Rotation policy need of the hour
It is a rule of sport that whenever a team has the run of the game ? whatever the sport ? it gains a momentum that takes some stopping.Updated: Nov 12, 2005 03:08 IST
It is a rule of sport that whenever a team has the run of the game – whatever the sport – it gains a momentum that takes some stopping. That is exactly what has happened to the Indian team throughout this series. That first match in Nagpur gave them a high that they never really came off. Had those initial gambits of sending in a pinch hitter, and encouraging batsmen to hit big shots, not succeeded, I doubt whether the experimentation within the Indian team would have been quite as intense.

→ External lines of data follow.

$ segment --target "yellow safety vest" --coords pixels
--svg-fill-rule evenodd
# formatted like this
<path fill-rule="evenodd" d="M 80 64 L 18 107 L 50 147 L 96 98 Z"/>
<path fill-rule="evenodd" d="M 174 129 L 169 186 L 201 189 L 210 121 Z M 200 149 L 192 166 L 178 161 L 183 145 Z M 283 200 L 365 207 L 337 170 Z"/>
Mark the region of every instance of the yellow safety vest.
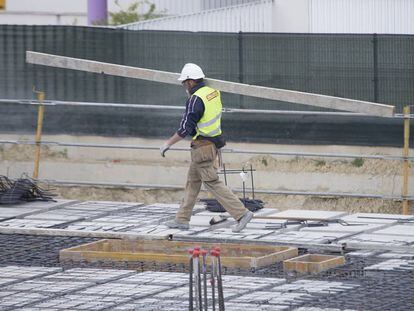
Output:
<path fill-rule="evenodd" d="M 221 96 L 220 91 L 208 86 L 199 88 L 194 95 L 201 98 L 204 103 L 204 114 L 197 123 L 196 139 L 199 135 L 214 137 L 221 134 Z"/>

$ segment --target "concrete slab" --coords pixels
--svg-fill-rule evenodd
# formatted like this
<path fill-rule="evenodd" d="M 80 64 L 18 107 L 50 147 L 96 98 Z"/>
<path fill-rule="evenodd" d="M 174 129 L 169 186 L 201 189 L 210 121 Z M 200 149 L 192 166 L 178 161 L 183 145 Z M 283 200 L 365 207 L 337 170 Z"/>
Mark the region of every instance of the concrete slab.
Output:
<path fill-rule="evenodd" d="M 300 231 L 309 231 L 309 232 L 341 232 L 341 233 L 358 233 L 365 232 L 367 230 L 374 230 L 375 228 L 382 227 L 382 224 L 365 224 L 361 223 L 359 225 L 350 225 L 344 226 L 338 223 L 330 223 L 327 226 L 317 226 L 317 227 L 303 227 Z"/>
<path fill-rule="evenodd" d="M 378 246 L 385 244 L 389 246 L 404 246 L 414 243 L 414 236 L 363 233 L 350 238 L 341 239 L 340 242 L 350 244 L 353 247 L 358 247 L 358 245 L 363 246 L 364 244 L 377 244 Z"/>
<path fill-rule="evenodd" d="M 291 243 L 317 243 L 324 244 L 330 241 L 335 241 L 344 236 L 344 232 L 308 232 L 308 231 L 291 231 L 283 233 L 272 233 L 266 235 L 258 240 L 274 241 L 274 242 L 291 242 Z"/>
<path fill-rule="evenodd" d="M 297 220 L 332 220 L 345 216 L 346 212 L 336 211 L 317 211 L 317 210 L 286 210 L 278 213 L 269 214 L 268 216 L 278 217 L 280 219 L 297 219 Z"/>
<path fill-rule="evenodd" d="M 0 227 L 12 228 L 50 228 L 56 225 L 62 225 L 67 220 L 37 220 L 37 219 L 10 219 L 0 222 Z"/>
<path fill-rule="evenodd" d="M 372 232 L 374 234 L 386 234 L 386 235 L 403 235 L 414 237 L 414 224 L 406 225 L 394 225 L 385 229 Z"/>
<path fill-rule="evenodd" d="M 400 215 L 400 214 L 379 214 L 379 213 L 356 213 L 341 217 L 346 222 L 358 222 L 358 223 L 375 223 L 375 224 L 391 224 L 396 223 L 398 220 L 413 219 L 412 215 Z"/>

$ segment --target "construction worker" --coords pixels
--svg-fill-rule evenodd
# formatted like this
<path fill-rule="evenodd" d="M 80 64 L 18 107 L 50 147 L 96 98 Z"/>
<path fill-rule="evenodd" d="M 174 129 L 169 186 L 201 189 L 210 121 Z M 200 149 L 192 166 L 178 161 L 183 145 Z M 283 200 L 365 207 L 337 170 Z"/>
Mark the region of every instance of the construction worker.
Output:
<path fill-rule="evenodd" d="M 164 157 L 168 149 L 187 135 L 192 136 L 191 164 L 187 175 L 184 199 L 175 219 L 165 224 L 170 228 L 188 229 L 191 214 L 200 192 L 201 183 L 209 190 L 237 224 L 233 232 L 239 232 L 253 218 L 231 190 L 219 180 L 217 159 L 219 149 L 226 142 L 221 131 L 220 91 L 205 85 L 203 70 L 196 64 L 185 64 L 178 78 L 188 99 L 178 131 L 160 148 Z"/>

However, those risks paid off handsomely, and we must take stock of our game in light of the hectic cricket season ahead. The Indians, too, will take on an in-form South African squad, but they are playing with great confidence at the moment and backing their abilities to the hilt. We, on the other hand, have not competed as well as we could have, and though the team is still strongly bound as a unit, we need to take a break and renew our resources.
The gap between our ODI and Test series will really help in that regard. It has not been easy for the youngsters to perform at their peak away from home and going into the Tests straight away would probably have caused the scars from the ODI series to fester. A fortnight or so with their families ought to recharge their batteries, because, after all, seven ODIs is a tad too many.

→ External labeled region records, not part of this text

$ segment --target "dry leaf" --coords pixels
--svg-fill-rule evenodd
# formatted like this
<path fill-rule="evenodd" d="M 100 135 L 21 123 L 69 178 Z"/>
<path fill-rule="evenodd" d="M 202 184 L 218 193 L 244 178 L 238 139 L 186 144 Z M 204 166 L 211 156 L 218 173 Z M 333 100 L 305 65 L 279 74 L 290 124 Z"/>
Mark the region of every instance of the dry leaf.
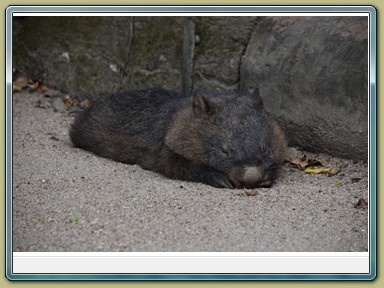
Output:
<path fill-rule="evenodd" d="M 367 200 L 364 198 L 360 198 L 359 201 L 355 204 L 355 208 L 364 208 L 368 206 Z"/>
<path fill-rule="evenodd" d="M 330 170 L 331 170 L 330 168 L 308 167 L 308 168 L 305 168 L 304 173 L 307 173 L 307 174 L 328 174 Z"/>
<path fill-rule="evenodd" d="M 91 101 L 89 101 L 88 99 L 85 99 L 80 102 L 80 107 L 82 108 L 89 108 L 89 106 L 91 106 Z"/>
<path fill-rule="evenodd" d="M 21 92 L 21 88 L 15 84 L 13 84 L 12 92 L 13 93 Z"/>
<path fill-rule="evenodd" d="M 37 81 L 35 83 L 35 92 L 37 93 L 41 93 L 41 94 L 44 94 L 45 96 L 49 96 L 49 97 L 52 97 L 53 95 L 53 92 L 48 89 L 47 86 L 44 86 L 41 82 Z"/>
<path fill-rule="evenodd" d="M 247 196 L 256 196 L 259 194 L 256 189 L 244 189 L 245 195 Z"/>
<path fill-rule="evenodd" d="M 33 84 L 33 81 L 31 78 L 27 76 L 21 76 L 17 78 L 16 81 L 13 82 L 13 85 L 16 85 L 20 89 L 27 87 L 29 84 Z"/>

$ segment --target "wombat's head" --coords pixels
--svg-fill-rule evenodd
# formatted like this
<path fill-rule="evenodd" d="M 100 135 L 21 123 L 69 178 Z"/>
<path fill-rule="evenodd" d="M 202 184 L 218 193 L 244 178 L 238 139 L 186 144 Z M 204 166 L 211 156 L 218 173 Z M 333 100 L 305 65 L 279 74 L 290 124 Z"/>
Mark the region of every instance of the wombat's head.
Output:
<path fill-rule="evenodd" d="M 173 122 L 166 144 L 223 175 L 216 185 L 269 187 L 282 162 L 284 136 L 268 118 L 258 89 L 251 95 L 197 94 Z"/>

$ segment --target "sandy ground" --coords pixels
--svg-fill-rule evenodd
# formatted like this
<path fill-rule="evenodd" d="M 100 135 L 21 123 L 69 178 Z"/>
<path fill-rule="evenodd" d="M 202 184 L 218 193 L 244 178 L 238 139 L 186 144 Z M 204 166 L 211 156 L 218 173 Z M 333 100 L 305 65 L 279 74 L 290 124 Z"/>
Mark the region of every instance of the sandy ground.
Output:
<path fill-rule="evenodd" d="M 73 115 L 37 97 L 13 100 L 13 251 L 367 251 L 366 163 L 307 153 L 341 172 L 287 163 L 247 196 L 73 148 Z"/>

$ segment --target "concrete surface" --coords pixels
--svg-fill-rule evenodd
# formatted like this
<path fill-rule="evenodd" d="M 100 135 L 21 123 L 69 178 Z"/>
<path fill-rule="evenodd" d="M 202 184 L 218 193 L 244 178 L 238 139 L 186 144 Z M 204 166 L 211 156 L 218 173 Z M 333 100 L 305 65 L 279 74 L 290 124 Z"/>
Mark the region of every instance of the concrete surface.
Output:
<path fill-rule="evenodd" d="M 354 206 L 367 199 L 366 163 L 307 153 L 342 171 L 286 164 L 246 196 L 73 148 L 73 115 L 37 98 L 13 99 L 13 251 L 367 251 L 368 209 Z"/>

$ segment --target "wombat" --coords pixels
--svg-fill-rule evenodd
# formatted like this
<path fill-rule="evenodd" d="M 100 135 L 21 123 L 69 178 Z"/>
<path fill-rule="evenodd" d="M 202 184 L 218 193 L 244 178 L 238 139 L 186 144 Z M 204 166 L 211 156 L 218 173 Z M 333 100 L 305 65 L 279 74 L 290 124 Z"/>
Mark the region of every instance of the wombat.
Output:
<path fill-rule="evenodd" d="M 259 89 L 192 97 L 161 88 L 113 94 L 82 111 L 70 137 L 106 158 L 231 189 L 270 187 L 286 151 Z"/>

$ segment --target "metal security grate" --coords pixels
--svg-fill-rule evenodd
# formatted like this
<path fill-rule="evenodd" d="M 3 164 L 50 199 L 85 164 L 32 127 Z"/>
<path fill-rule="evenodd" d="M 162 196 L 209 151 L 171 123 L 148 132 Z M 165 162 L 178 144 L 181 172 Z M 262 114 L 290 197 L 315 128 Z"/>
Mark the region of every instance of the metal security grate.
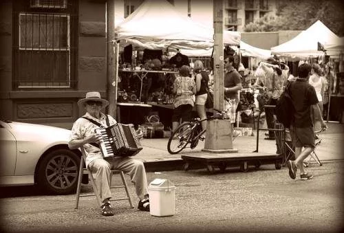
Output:
<path fill-rule="evenodd" d="M 20 13 L 19 87 L 70 87 L 69 14 Z"/>
<path fill-rule="evenodd" d="M 31 0 L 31 8 L 66 8 L 66 0 Z"/>

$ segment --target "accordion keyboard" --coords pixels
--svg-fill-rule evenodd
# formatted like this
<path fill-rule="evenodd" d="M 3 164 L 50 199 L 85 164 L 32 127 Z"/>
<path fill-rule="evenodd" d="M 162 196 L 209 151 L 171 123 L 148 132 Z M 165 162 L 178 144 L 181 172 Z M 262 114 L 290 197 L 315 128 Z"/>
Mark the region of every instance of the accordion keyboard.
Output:
<path fill-rule="evenodd" d="M 97 129 L 96 133 L 102 135 L 103 142 L 100 143 L 100 150 L 102 151 L 103 155 L 105 157 L 114 157 L 114 151 L 112 150 L 112 144 L 114 143 L 114 138 L 107 137 L 107 133 L 105 129 Z"/>
<path fill-rule="evenodd" d="M 100 145 L 105 158 L 133 156 L 142 149 L 131 124 L 118 123 L 107 128 L 96 129 L 95 131 L 102 136 Z"/>

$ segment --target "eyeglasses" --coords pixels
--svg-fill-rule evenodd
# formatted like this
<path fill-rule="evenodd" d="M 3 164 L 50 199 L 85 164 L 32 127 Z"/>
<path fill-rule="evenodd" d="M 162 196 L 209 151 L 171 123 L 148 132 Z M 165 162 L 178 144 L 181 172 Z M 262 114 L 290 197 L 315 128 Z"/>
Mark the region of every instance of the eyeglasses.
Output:
<path fill-rule="evenodd" d="M 86 104 L 87 104 L 87 105 L 97 105 L 97 106 L 102 106 L 103 105 L 103 103 L 101 102 L 99 102 L 99 101 L 94 101 L 94 100 L 89 100 L 87 102 L 86 102 Z"/>

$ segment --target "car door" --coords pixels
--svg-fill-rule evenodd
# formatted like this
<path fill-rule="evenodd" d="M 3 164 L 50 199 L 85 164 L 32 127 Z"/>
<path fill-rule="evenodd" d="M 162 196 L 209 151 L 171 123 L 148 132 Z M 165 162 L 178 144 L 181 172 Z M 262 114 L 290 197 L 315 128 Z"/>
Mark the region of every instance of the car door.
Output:
<path fill-rule="evenodd" d="M 0 176 L 14 175 L 17 160 L 16 140 L 6 124 L 0 124 Z"/>

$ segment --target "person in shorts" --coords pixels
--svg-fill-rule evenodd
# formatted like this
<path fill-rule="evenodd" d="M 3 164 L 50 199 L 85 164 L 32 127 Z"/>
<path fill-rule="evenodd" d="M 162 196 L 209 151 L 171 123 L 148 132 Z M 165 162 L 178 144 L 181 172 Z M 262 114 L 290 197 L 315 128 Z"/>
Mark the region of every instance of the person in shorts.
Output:
<path fill-rule="evenodd" d="M 179 76 L 173 83 L 173 92 L 175 94 L 173 103 L 174 109 L 172 115 L 172 131 L 182 122 L 191 120 L 191 112 L 195 104 L 193 95 L 196 93 L 196 84 L 193 78 L 189 77 L 191 69 L 187 65 L 179 69 Z"/>
<path fill-rule="evenodd" d="M 224 110 L 234 123 L 239 104 L 239 91 L 242 89 L 240 74 L 234 68 L 234 57 L 229 56 L 224 60 L 225 74 L 224 77 Z M 229 110 L 228 110 L 229 109 Z"/>
<path fill-rule="evenodd" d="M 311 118 L 312 107 L 316 107 L 320 113 L 315 89 L 308 82 L 311 69 L 309 64 L 300 65 L 298 69 L 299 78 L 292 82 L 290 87 L 294 112 L 290 130 L 292 144 L 295 147 L 296 159 L 294 161 L 289 160 L 288 167 L 289 176 L 292 179 L 296 178 L 297 168 L 300 169 L 300 178 L 302 180 L 313 178 L 312 174 L 305 170 L 303 160 L 315 148 L 315 137 Z M 327 128 L 322 117 L 321 124 L 323 129 Z"/>
<path fill-rule="evenodd" d="M 208 82 L 209 82 L 209 76 L 204 69 L 203 63 L 200 60 L 195 61 L 193 67 L 195 74 L 195 82 L 196 83 L 196 110 L 198 116 L 201 120 L 206 118 L 205 104 L 208 97 L 207 90 L 208 89 Z M 202 122 L 202 129 L 206 129 L 206 121 Z"/>

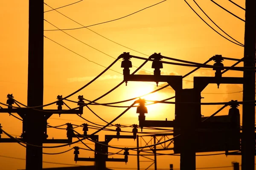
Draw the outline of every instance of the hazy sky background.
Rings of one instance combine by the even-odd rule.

When we come back for the Tests, we will probably be carrying a few fresh faces and a few new strategies as well.
This has been my first away trip with the team, and we know that the forthcoming tours to India, New Zealand, Australia, Bangladesh, Pakistan and England over the next eight months will provide us with a terrific opportunity to reassess our strengths and weaknesses.
The Sri Lankans have in the past been described as poor travellers, and it is true that we have not travelled well in this series, playing catch up most of the time. But I personally am keen to change that and we are excited about the season ahead. At the end of the day, the Indians do not travel very well either, and any young cricketer groomed in certain conditions in India, Pakistan or Sri Lanka finds it extremely difficult to adjust to conditions in England, New Zealand or Australia. This is where county cricket plays such a vital role – you will notice that players with experience of county or English league cricket are successful the world over in conditions of any kind.
However, to return to this series, as far as I am concerned, after the 4-0 scoreline it had become a three-match miniseries in which we are tied 1-1. The aim now is to make it 2-1 in our favour, and we will push as hard for a win as we would have done for the opening match of a series. We will be missing Farveez Maharoof, who has split the webbing of his hand, and are yet to take a decision on Murali because we are also aware that we will require him at peak form in the coming months and want him to put all his niggles to rest. Perhaps a rotational policy as the Indians have practiced is called for. Then again, our bowling has proved vulnerable on this tour – though mostly because the bowlers have not had enough runs to defend – so we will not take a call on that yet.
Whatever the team, we will go all out for a win. The boys have learnt a lot on this tour, which can only help us in the months ahead. We certainly look forward to coming back in December.